Oh, I've been at it again--sinking myself into seed catalogs and websites and hardware stores, anticipating spring and doing a pretty decent job of planting cool weather stuff. This year, it looks like I'm going to dedicate a decent part of my planting obsession to mint. Yes, its humble, and I do know people who literally weed great swathes of it out of the garden, and the yard, and the cracks between the sidewalks.... But it's also quite tasty, and easy to grow, and best attribute at this point in the year: you can plant it now! I've already got a Berries 'n Cream mint from Stanley's Greenhouse in one pot, an orange mint from the same source in another, and a peppermint from Knox Feed and Seed in a tiny corner of the bird feeder area in front of the kitchen window.

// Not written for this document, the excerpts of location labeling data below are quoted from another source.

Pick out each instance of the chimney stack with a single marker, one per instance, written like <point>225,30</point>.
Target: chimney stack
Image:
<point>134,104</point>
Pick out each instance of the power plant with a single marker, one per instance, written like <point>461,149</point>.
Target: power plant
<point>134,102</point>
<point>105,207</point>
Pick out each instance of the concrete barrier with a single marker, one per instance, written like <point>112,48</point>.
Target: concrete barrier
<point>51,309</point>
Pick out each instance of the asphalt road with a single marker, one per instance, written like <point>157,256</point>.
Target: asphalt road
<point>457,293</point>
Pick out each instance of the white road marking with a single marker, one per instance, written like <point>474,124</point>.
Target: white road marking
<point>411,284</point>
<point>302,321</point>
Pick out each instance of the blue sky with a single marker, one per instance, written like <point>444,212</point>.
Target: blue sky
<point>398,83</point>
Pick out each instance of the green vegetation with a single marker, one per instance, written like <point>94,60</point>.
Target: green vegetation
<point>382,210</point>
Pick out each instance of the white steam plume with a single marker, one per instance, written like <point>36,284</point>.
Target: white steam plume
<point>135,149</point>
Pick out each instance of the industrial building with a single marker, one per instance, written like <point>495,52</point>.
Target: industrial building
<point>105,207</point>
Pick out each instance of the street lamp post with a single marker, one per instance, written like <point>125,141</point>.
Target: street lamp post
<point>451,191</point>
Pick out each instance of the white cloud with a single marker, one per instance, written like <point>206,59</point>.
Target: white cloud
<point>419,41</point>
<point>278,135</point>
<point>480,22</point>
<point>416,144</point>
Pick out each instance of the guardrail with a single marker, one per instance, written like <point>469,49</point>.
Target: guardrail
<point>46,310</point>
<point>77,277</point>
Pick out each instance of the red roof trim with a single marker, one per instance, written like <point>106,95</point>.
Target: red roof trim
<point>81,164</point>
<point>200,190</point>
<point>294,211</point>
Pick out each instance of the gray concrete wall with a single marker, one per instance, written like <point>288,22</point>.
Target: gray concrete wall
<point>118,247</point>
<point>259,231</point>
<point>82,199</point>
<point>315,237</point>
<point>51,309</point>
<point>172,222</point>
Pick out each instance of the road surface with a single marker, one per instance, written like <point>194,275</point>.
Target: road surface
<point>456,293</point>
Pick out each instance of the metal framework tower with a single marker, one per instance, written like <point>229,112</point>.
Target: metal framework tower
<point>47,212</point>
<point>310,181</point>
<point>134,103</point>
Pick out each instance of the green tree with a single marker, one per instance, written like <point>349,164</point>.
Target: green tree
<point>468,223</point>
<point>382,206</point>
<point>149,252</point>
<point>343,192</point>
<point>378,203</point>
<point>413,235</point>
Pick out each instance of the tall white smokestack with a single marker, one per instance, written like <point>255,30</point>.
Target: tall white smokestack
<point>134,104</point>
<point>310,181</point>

I've got my eye on many, many more, since they'll fill in the part shade areas and ward off some insects and of course you can add them to tea and make other stuff. I'm particularly fond of a handful of minced spearmint added at just the last second to olive-oil and lemon juice sautéed carrot matchsticks (more about the carrots I've just planted another time). But there is also this mint punch recipe I found when researching companion planting and mint. It's from the Our Herb Garden website, and it's plenty tasty and can be made right this minute while the mints are still tender and flavorful. If you're worried about the sugar in the ginger ale, consider a cup of strong brewed ginger tea and seltzer water. I of course don't worry about it given the potent vitamins and attitude-lifting "spring around the corner" mint the punch contains. (And if you plunk in a bit of rum for a pseudo mojito, who am I to judge?)
Mint Punch Recipe
This cool and refreshing mint drink recipe is for a traditional non-alcoholic mint punch made from fresh mint leaves, grape and lemon juice and ginger ale.
Fresh mint leaves make the tastiest mint punch.
This mint drink recipe is super easy and quick. Your friends and family will be asking for more!
Harvest a quart of fresh spearmint or mint leaves. Wash with cool water and dry using a clean kitchen towel.
Put the peppermint leaves in a glass jar that can withstand boiling water. Mash the leaves with a wooden spoon until they are soft. Pour boiling water over the leaves and allow to infuse for 10 minutes.
Strain out the leaves and refrigerate.
Once the mint drink mixture has cooled, add two cups of grape juice and lemon juice to taste. Sweeten with sugar and then add a quart of ginger ale.
Serve your mint punch on ice with a sprig of mint leaves for a garnish.